Machine Learning Project 2: Iris Flower Classifier
This project teaches you how to perform classification using a classic dataset — the Iris flower dataset. You’ll use Python and Scikit-learn to build a model that predicts the species of an iris flower based on its petal and sepal measurements.
Prerequisites
Make sure you have the necessary libraries:
pip install pandas scikit-learn matplotlib seaborn jupyter
Step 1: Load and Explore the Dataset
The Iris dataset is a classic dataset often used in machine learning for classification tasks. It contains 150 samples of iris flowers, divided equally among three species:
- Setosa
- Versicolor
- Virginica
Each sample includes four numerical features:
- Sepal length (cm)
- Sepal width (cm)
- Petal length (cm)
- Petal width (cm)
The goal is to predict the species based on these measurements.
import pandas as pd
from sklearn.datasets import load_iris
# Load dataset
iris = load_iris()
df = pd.DataFrame(iris.data, columns=iris.feature_names)
df['species'] = pd.Categorical.from_codes(iris.target, iris.target_names) # Converts numerical labels (0, 1, 2) to category names (setosa, versicolor, virginica)
df.head()
Explanation: We load the Iris dataset which contains 150 rows of flower measurements. The features include sepal and petal length and width, and the target is the species. We create a Pandas DataFrame to easily explore and manipulate the data.
Step 2: Visualize the Data
We use Seaborn, a data visualization library built on top of Matplotlib, to create attractive and informative statistical graphics. It’s especially useful for exploring datasets with many variables and categories.
import seaborn as sns
import matplotlib.pyplot as plt
sns.pairplot(df, hue='species')
plt.show()
Explanation: Pair plots show the relationships between all feature pairs, and color them by species. This helps visualize how the different species cluster based on measurements.
Step 3: Train a Classification Model
A Random Forest is an ensemble machine learning method that builds multiple decision trees and merges their results to improve accuracy and prevent overfitting. It is widely used for both classification and regression problems due to its simplicity and high performance.
In this step, we’ll prepare the data for training, split it into training and testing sets, and then use the Random Forest algorithm to build our classification model.

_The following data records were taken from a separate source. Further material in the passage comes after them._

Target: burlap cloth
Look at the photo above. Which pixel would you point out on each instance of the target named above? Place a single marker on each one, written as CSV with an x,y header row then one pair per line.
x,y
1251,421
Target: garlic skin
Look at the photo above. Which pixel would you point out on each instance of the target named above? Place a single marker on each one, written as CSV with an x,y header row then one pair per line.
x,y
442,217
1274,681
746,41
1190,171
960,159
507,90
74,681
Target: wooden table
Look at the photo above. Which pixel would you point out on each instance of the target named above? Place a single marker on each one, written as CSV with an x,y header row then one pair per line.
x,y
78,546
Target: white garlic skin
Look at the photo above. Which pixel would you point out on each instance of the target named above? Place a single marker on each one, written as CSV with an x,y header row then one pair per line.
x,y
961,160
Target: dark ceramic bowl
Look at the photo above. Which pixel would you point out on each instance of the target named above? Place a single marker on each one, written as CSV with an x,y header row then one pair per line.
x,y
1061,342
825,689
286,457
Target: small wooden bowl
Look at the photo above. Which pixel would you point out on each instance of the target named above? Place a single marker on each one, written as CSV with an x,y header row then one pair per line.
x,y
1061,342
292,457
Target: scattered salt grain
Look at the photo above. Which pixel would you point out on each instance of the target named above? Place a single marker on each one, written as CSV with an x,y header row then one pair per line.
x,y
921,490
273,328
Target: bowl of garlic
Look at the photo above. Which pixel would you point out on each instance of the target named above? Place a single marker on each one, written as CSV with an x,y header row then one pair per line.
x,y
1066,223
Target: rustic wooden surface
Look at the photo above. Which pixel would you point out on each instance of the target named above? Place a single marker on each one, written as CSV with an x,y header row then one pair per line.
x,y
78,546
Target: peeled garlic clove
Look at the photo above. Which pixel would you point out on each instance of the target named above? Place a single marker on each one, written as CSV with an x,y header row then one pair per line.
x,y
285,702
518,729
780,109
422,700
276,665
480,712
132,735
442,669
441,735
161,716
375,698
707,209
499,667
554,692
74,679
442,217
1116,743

from sklearn.model_selection import train_test_split
from sklearn.ensemble import RandomForestClassifier
# Step 1: Prepare features (X) and target labels (y)
X = df.drop('species', axis=1) # Drop the target column to get the input features
y = df['species'] # Target output we want the model to predict
# Step 2: Split the dataset into training and testing sets (80% train, 20% test)
X_train, X_test, y_train, y_test = train_test_split(X, y, test_size=0.2, random_state=42) # random_state ensures reproducible splits
# Step 3: Create a Random Forest classifier
model = RandomForestClassifier()
# Step 4: Train the classifier on the training data
model.fit(X_train, y_train)
Explanation: We first separate the features (X) and target labels (y). Then we split the dataset into training and testing sets, which allows us to evaluate how well our model performs on new, unseen data. The random_state
parameter ensures that the data is split the same way every time the code runs, which is helpful for debugging and consistent results. The Random Forest classifier we use is a robust and powerful model that builds many decision trees and combines their outputs to make more accurate predictions and reduce the risk of overfitting.
Step 4: Make Predictions
predictions = model.predict(X_test)
# Compare predictions
for i in range(len(predictions)):
print(f"Predicted: {predictions[i]}, Actual: {y_test.values[i]}")
Explanation: After training, we use the model to predict species on the test set and print the results alongside the actual species.
Step 5: Evaluate the Model
from sklearn.metrics import accuracy_score, classification_report
print("Accuracy:", accuracy_score(y_test, predictions))
print("\nClassification Report:\n", classification_report(y_test, predictions))
Explanation: We use standard metrics to evaluate classification performance:
- Accuracy: Overall correctness
- Precision: How many of the predicted positive results are actually positive
- Recall: How many of the actual positive results were correctly predicted
- F1-score: The harmonic mean of precision and recall, useful for measuring the balance between them, especially when dealing with imbalanced classes
Summary
- You built a classification model using Scikit-learn
- You learned to load and explore the Iris dataset
- You trained a Random Forest classifier
- You evaluated the model using accuracy and a classification report
This is a foundational project for understanding classification problems. Up next: try using a real-world classification dataset or begin exploring image classification with neural networks.